Die Einsatzteams hatten über vier Tage mehrere Aufgaben der Flächen- und Trümmerpersonensuche sowie der Rettung und medizinischen Versorgung, wahlweise bei Tag oder bei Nacht zu erfüllen. Der Dauerregen und matschige Boden machten diese Übungsaufgaben, die von bereits erlebten, realistischen Situationen abgeleitet werden, noch schwieriger. In der Nacht von Freitag auf Samstag und Samstagnachmittag mussten die bereits ausgebildeten Rettungshundeteams zusätzlich ihre Einsatztauglichkeit unter Beweis stellen.
 
Anhand eines realistischen Szenarios mussten sie innerhalb von 20 Minuten drei verschüttete Personen auf einer Trümmerfläche von ca. 2.000 m² orten und deren technische Befreiung einleiten sowie medizinischen Versorgung gewährleisten. Alle beteiligten Einsatzeinheiten lösten die gestellten Übungsaufgaben erfolgreich. Insgesamt verlief die Einsatzübung sehr erfolgreich und harmonisch.

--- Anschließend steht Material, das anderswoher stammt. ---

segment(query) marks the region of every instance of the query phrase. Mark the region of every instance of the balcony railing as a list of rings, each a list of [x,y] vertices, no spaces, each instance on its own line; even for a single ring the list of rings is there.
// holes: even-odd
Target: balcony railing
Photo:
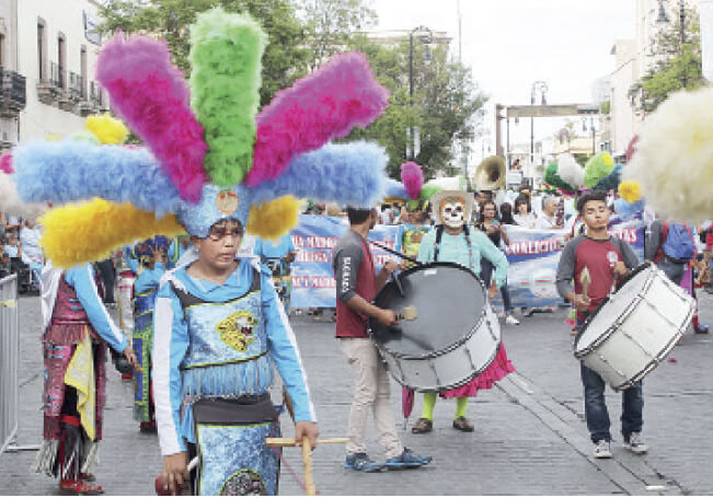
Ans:
[[[49,81],[53,86],[58,89],[65,88],[65,68],[56,62],[49,62]]]
[[[26,102],[25,77],[0,67],[0,114],[16,115],[25,108]]]
[[[76,72],[69,71],[69,93],[76,100],[87,99],[87,88],[84,86],[84,78]]]
[[[97,105],[99,107],[102,107],[103,105],[103,92],[102,88],[94,81],[89,86],[89,101],[92,104]]]

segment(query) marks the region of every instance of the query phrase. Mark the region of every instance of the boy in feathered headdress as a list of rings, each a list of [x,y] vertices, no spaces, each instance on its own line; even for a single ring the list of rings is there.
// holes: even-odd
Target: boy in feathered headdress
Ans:
[[[100,53],[97,80],[151,154],[23,146],[18,189],[26,201],[82,201],[44,219],[43,246],[56,263],[99,259],[158,233],[192,236],[196,251],[164,275],[153,319],[164,482],[176,489],[195,451],[194,493],[274,494],[277,461],[264,441],[277,426],[273,364],[292,401],[298,441],[314,444],[315,416],[269,274],[237,257],[238,246],[245,231],[287,233],[298,209],[290,194],[353,206],[380,198],[383,149],[326,142],[373,121],[388,92],[364,55],[340,54],[257,114],[262,28],[217,8],[198,15],[191,42],[191,90],[165,43],[117,35]],[[104,229],[81,236],[88,220]]]

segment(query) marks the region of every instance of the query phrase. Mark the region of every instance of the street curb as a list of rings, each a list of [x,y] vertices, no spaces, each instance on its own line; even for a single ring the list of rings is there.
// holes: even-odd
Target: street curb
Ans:
[[[510,373],[497,386],[515,403],[534,415],[544,426],[570,444],[598,472],[611,480],[626,495],[686,495],[685,489],[672,479],[651,467],[644,458],[630,455],[613,449],[610,460],[598,460],[591,455],[591,441],[587,428],[575,413],[554,397],[539,389],[518,372]],[[647,486],[663,486],[662,490],[648,491]]]

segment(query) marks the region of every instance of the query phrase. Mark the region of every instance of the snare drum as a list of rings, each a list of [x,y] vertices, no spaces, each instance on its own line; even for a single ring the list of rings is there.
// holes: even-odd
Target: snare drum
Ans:
[[[664,361],[694,309],[693,298],[655,265],[641,265],[584,323],[574,356],[616,391],[629,389]]]
[[[421,392],[449,391],[483,373],[495,359],[501,326],[485,286],[455,263],[432,263],[399,277],[403,294],[389,281],[376,298],[379,308],[417,317],[387,328],[375,320],[369,332],[393,378]]]

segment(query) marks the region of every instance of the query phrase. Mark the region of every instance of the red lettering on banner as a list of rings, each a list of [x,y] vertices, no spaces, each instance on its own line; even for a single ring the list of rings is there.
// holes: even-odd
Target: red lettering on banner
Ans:
[[[292,289],[335,289],[333,277],[292,276]]]
[[[309,235],[307,238],[307,247],[308,248],[325,248],[332,250],[336,245],[338,239],[334,236],[314,236]]]
[[[302,235],[290,235],[295,247],[304,247],[304,238]]]
[[[300,251],[295,258],[297,263],[332,263],[331,253],[325,251]]]
[[[635,244],[639,241],[639,231],[635,228],[614,229],[610,230],[609,233],[628,244]]]

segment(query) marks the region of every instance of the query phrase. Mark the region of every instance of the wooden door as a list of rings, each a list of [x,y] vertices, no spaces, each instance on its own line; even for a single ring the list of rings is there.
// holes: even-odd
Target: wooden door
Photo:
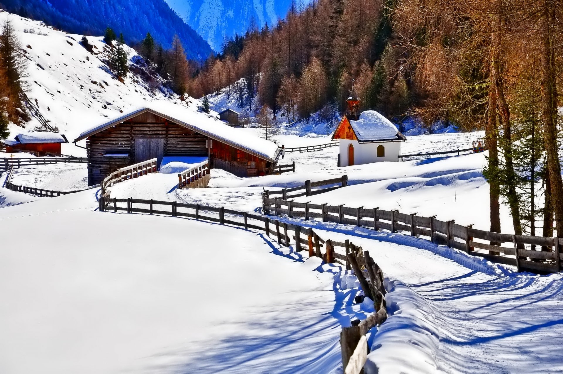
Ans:
[[[164,140],[162,138],[137,138],[135,139],[135,163],[157,158],[160,166],[164,155]]]
[[[348,166],[354,164],[354,146],[350,144],[348,146]]]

Mehrere Rettungshundeteams konnten sich im Rahmen der Einsatzübung für den nationalen wie internationalen Einsatz qualifizieren und unterstützen die schon zugelassenen Suchhundteams.
 
 
 
 

Mehr Erleben & Erfahren



 
 
 

Unter Führung der UN

Im vergangenen Jahrzehnt ist die Zahl der Einsätze von Such- und Rettungseinheiten (Search- and Rescue-Teams= SAR) erkennbar angestiegen. Dazu gehört auch die Rettungshundestaffel Feuerwehr Wiesbaden.
 
Weltweit haben Naturkatastrophen dafür gesorgt, dass diese Einsatzteams in internationale Katastrophengebiete geschickt werden. Die Vereinten Nationen (UN) koordinieren diese Einsätze.
 
Die UN hat ein Regelwerk für alle SAR-Teams geschaffen und ein "International Search and Rescue Response System" ins Leben gerufen. Die Einsatzübungen der SAR-Einheiten finden nach Richtlinien der UN statt.